CosmosDB is a NoSQL database for solving the problem of big data as expressed by the three V’s: volume, velocity and variety.
CosmosDB is built to be distributed from the ground up. That means you can have multiple replicas of the same database. The more replicas you have, the more available and resilient to failures your database will become. No extra effort needed. It’s simply built-in, not like an afterthought. Next to database replication, CosmosDB also offers scaling out for high volume and high through-put. Scaling out is different from scaling up. More machines are added when needed. CosmosDB also prevents the need for schema changes. Schema changes become ever more complex for business critical databases that require continuous uptime around the clock. Especially when those databases are scaled out. In that case, changes need to be deployed across multiple database servers.
CosmosDB has the following main features:
CosmosDB is first and foremost a document database to store json documents in containers. The documents in your container can differ in schema and can be of different schema types: sales orders, products, invoices, clients, you name it. Reasons to use a different container are not schema type or storage (storage is unlimited), but: through-put (request units), partitioning (partitition key) or both. An example of a partition key is /address/zipCode. You can start with the free tier, which offers 400 request units per second and 5GB of storage. It’s not suitable for large production workloads, but very handy for testing. You can always upgrade later on. Also note that you can use a local emulator (located at: http://aka.ms/cosmosdb-emulator). And finally, it’s important to realize that CosmosDB always encrypts data at rest via a service managed key or a customer managed key.
Request units (RU’s) are not a measure for the number of requests per second. It’s a performance measure that includes: CPU, memory and RAM. The short version is as follows. Lower values give lower performance at a lower price. Higher values give higher performance at a higher price. Always disable option “Provision Database Throughput” as this option distributes throughput evenly across all containers, whereas varying througput is typically an important reason to use different containers.

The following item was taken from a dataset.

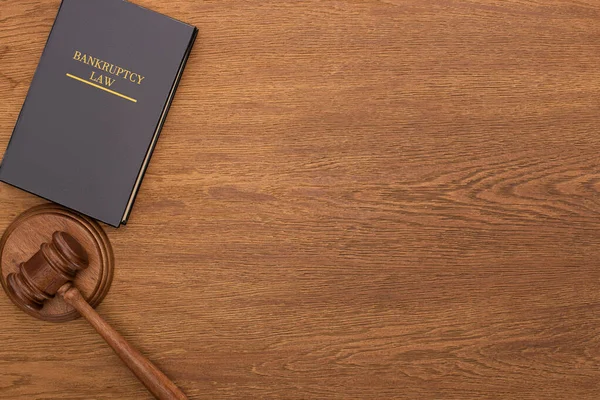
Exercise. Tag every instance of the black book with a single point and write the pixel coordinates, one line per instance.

You can create a CosmosDB account and one or more containers via the Azure Portal, Azure CLI or Powershell. You can also use the Data Explorer in the Azure Portal, with or without notebooks. You can use muliple API’s for the underlying datamodel, but for document databases Core (SQL API) is the best option. For key value storage in tables, you can use the Table API.
A CosmosDB database can have mutiple read regions and multiple write regions (also named multi master). Under Keys you’ll find the primary and secondary key and connection string. You have Read-Write keys and Read-Only keys. Be careful, the Read-Write keys give unlimited access to the database and should never be shared with end users. Once you have an account and a container, you can use the Data Explorer for querying. You don’t have to worry about indexing. Every property becomes a leaf node in the hierachy. Each arrays leads to another parent level. The hierarchy is translated into keys and values. And this list is simply translated into indexes.
We can add documents to populate the container. When we leave out the id property a GUID will automatically be generated for the id. The system properties _rid, _self, _etag, _attachments and_ts (timestamp) will be added automatically.
Simple notebook examples can use one of the standard templates from the gallery or create a new one. Notebooks are just a collection of cells. A cell can contain a code snippet (Add Code) or some formatted text using markdown syntax (Add Text). For code you can for instance use Python (*.ipynb) or C# (Kernel dropdown). You can use so-called “magic” in code, like %%upload to add a document to a container. Or %%sql to run a sql query against your container. See the exercise files for examples.